All that means inflation breakeven rates on both five- and 10-year Treasuries have fallen back to levels before Russia’s invasion of Ukraine in February sent wheat and energy prices soaring. The five-year breakeven on Treasury Inflation-Protected Securities has retreated to around 2.8 per cent, implying market participants expect the average Consumer Price Index over the next five years to trend closer to the Fed inflation target of 2 per cent.
A gauge of commodities has tumbled to the lowest since March, and the US$1.9 billion Invesco DB Agriculture Fund exchange-traded fund just suffered its biggest weekly cash exodus since 2008 at US$235 million. ETF investors are fleeing the iShares TIPS product at the fastest pace since 2013 with two consecutive quarters of outflows.
Meanwhile stock managers are rediscovering their love for companies that tend to outperform in a low-rate climate like Big Tech over value equities that tend to win when price expectations rise.
“We are in a slowing economy, where longer-term inflation expectations appear to be moderating,” said Christopher Harvey, head of equity strategy at Wells Fargo, who has reversed a long-standing call on value equities. “After a good run, we shifted away from the cyclical camp about two weeks ago.”
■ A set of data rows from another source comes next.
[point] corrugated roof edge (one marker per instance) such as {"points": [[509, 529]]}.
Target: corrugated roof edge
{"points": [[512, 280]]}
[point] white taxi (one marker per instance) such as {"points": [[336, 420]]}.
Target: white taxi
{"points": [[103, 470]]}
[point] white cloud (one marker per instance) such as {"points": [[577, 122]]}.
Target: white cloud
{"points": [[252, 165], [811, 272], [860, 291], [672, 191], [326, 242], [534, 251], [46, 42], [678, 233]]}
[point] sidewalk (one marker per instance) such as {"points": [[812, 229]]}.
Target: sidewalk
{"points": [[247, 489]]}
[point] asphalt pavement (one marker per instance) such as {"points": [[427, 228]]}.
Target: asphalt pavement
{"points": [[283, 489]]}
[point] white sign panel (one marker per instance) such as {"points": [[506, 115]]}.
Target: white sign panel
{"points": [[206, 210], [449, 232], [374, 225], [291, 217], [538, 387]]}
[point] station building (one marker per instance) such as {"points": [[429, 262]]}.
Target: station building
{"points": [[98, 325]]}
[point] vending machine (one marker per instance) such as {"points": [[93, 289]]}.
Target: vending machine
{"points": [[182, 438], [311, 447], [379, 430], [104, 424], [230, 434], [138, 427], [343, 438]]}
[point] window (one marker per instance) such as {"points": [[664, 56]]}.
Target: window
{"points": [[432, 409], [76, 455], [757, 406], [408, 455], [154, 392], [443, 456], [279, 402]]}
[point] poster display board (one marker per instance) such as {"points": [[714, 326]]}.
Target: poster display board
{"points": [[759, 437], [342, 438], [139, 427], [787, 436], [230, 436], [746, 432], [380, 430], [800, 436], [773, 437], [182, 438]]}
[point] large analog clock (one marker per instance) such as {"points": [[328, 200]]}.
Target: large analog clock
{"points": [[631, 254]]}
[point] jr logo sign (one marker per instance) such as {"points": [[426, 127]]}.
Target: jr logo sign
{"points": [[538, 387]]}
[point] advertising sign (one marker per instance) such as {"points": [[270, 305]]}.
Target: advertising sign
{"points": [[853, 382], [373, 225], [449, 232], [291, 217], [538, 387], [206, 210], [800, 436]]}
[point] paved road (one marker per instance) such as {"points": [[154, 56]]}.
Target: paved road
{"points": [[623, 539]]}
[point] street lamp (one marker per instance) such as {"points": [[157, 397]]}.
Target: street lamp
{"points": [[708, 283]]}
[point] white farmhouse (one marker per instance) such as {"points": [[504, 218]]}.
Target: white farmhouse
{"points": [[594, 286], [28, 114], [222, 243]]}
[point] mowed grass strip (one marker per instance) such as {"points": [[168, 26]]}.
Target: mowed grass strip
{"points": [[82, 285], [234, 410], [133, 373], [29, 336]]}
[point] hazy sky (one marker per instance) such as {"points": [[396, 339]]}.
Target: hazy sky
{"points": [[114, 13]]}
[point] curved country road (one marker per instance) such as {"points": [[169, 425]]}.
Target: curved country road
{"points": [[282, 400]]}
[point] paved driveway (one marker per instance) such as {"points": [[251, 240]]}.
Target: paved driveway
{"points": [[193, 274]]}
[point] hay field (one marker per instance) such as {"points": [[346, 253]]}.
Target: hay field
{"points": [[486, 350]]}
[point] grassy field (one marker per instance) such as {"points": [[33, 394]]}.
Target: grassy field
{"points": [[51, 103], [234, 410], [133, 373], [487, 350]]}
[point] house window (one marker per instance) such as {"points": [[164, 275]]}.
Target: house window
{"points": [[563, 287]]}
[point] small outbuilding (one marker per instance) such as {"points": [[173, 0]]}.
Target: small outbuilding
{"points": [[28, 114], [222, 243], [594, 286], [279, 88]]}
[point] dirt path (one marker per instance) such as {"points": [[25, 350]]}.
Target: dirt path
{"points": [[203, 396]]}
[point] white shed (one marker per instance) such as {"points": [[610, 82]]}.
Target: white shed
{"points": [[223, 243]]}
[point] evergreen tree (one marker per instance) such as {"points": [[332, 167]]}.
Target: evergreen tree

The University of Michigan’s reading of longer-term consumer inflation expectations last week settled back from an initially reported 14-year high, potentially reducing the urgency for steeper rate hikes.
Yet there are plenty of reasons to hold onto inflation hedges. So far inflation readings in major economics continue to surpass forecasts even as other data points come in below projections, according to the Citi Surprise Index.
Indexes for goods and services remain at historic highs, while official consumer prices could edge up in the coming months even as financial measures cool.
Yet for all that, a dovish investing case has become increasingly appealing: Recession talk is getting louder just as aggregate demand slows down from historic levels.
“We started to add exposure to some sectors that have been particularly hurt by rising rates, namely biotech,” Mimi Duff, investment strategist at GenTrust, wrote in a note Monday. “Going forward, we would look to extend fixed income durations as rates stabilize further, and go overweight equities at SPX of 3300-3500 assuming we believed the inflationary pressures were likely to abate.”